In my previous blog, I discussed the need to balance the benefits of logging certificates publicly with the need of many customers to prevent logging of internal domain names they consider private.
The Internet Engineering Task Force (IETF) also recognized the importance of this, and has made solid progress in support for name redaction in the latest version of the Certificate Transparency (CT) specification. Based on this progress, Symantec will soon be adding a “redaction” option for customers to exclude publishing of sub-domain information when requesting certificates. With this feature, customers will be able to get the full benefits of monitoring certificates issued by Symantec and also get the privacy protection they need.
Here’s an example:
Option | URL Examples |
All Domain Information Logged In the default option your entire fully qualified domain name(s) will be logged to certificate transparency log servers as they appear in the certificate. | mail.example.com secret.example.com secret.www.example.com |
Top Level Domain Name + 1 (eTLD+1) Logged In this option your base domain name will be logged to a certificate transparency log server hosted by Symantec, but all labels to the left of the base domain may be redacted. | ?.example.com ?.?.example.com |
With the introduction of the redaction feature, we will remove the current “opt-out” option from our tools. Why are we removing opt-out? As I shared in my last post, opt-out, while a solution for privacy concerns, is not optimal because it creates a gap where all certificates will not be logged. By supporting redacted certificates instead, we can still provide customers the benefits of monitoring their domains while addressing their potential need for privacy. In short, Symantec will log all certificates and all certificate information by default. Customers who choose to redact should do so only when their security and privacy policies require it, and should be aware that monitoring may be simpler with a non-redacted certificate.

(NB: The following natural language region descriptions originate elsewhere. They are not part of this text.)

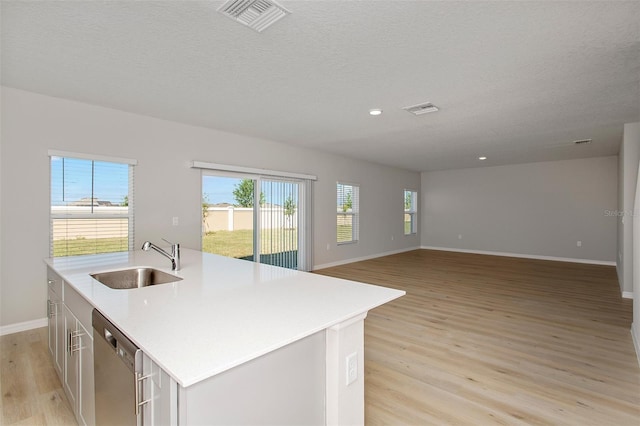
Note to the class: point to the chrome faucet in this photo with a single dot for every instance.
(174, 256)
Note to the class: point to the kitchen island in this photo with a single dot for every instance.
(235, 341)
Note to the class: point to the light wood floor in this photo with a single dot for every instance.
(31, 391)
(493, 340)
(477, 340)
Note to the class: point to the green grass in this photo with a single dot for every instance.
(345, 233)
(407, 227)
(79, 246)
(240, 243)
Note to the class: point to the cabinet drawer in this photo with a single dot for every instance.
(54, 282)
(79, 306)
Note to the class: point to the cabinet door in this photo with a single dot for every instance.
(86, 410)
(71, 359)
(61, 339)
(162, 393)
(51, 319)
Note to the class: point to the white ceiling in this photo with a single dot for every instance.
(515, 81)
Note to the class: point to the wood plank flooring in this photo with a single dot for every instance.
(477, 340)
(30, 389)
(494, 340)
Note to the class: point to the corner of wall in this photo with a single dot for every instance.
(635, 335)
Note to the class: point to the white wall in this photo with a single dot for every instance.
(535, 209)
(628, 159)
(165, 186)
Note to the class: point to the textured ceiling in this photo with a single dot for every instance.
(515, 81)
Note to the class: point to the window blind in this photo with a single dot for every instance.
(348, 213)
(91, 205)
(410, 212)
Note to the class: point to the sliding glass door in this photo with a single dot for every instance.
(279, 223)
(261, 219)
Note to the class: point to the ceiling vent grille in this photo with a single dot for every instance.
(421, 108)
(255, 14)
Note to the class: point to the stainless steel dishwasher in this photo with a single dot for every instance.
(117, 365)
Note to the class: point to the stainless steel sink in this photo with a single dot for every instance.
(134, 278)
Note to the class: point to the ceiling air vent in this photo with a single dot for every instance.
(421, 108)
(255, 14)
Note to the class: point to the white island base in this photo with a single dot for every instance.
(303, 383)
(231, 342)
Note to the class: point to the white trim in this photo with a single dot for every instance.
(636, 343)
(250, 170)
(23, 326)
(67, 154)
(524, 256)
(359, 259)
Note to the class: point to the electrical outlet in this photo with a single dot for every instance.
(352, 368)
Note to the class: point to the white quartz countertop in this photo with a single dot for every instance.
(223, 313)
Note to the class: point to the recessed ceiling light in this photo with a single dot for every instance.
(420, 109)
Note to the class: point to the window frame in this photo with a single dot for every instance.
(130, 216)
(412, 211)
(354, 213)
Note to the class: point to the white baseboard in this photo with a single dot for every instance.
(524, 256)
(636, 340)
(359, 259)
(23, 326)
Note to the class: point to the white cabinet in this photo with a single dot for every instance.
(71, 345)
(55, 317)
(283, 387)
(85, 402)
(71, 358)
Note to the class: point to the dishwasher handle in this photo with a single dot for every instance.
(124, 348)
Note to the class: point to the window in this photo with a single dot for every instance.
(348, 213)
(91, 205)
(410, 212)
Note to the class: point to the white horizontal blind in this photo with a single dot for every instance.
(348, 213)
(91, 206)
(410, 212)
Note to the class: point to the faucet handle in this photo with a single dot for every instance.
(168, 242)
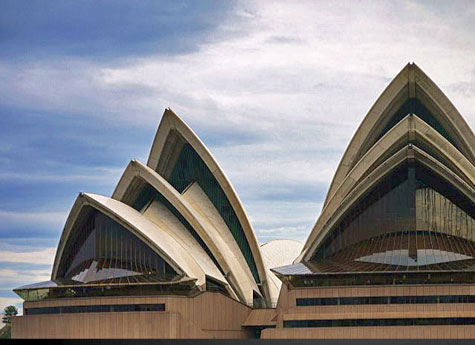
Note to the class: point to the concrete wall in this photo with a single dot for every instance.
(208, 315)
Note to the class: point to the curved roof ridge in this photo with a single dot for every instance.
(409, 151)
(152, 235)
(234, 269)
(174, 132)
(403, 87)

Google – whose browser is currently the only major one to support Certificate Transparency - has not yet announced when or whether Chrome will accommodate redaction. As a result, it is possible that Chrome will show an “untrusted” warning if it encounters certificates where customers have chosen to log their certificates with redacted sub-domain information. Therefore, customers who have internal, browser-based applications, where privacy of certificate domain information is important, may want to consider using an alternate browser or one of our Private CA options.
We fully support certificate transparency, and with the addition of redaction, we will be logging 100% of our publicly trusted certificates. But we also believe that it is important to provide customers with options, particularly when it comes to privacy decisions for their own information. We encourage customers, partners, and the broader Internet ecosystem to share your thoughts on striking this balance in the Certificate Transparency policy discussion group.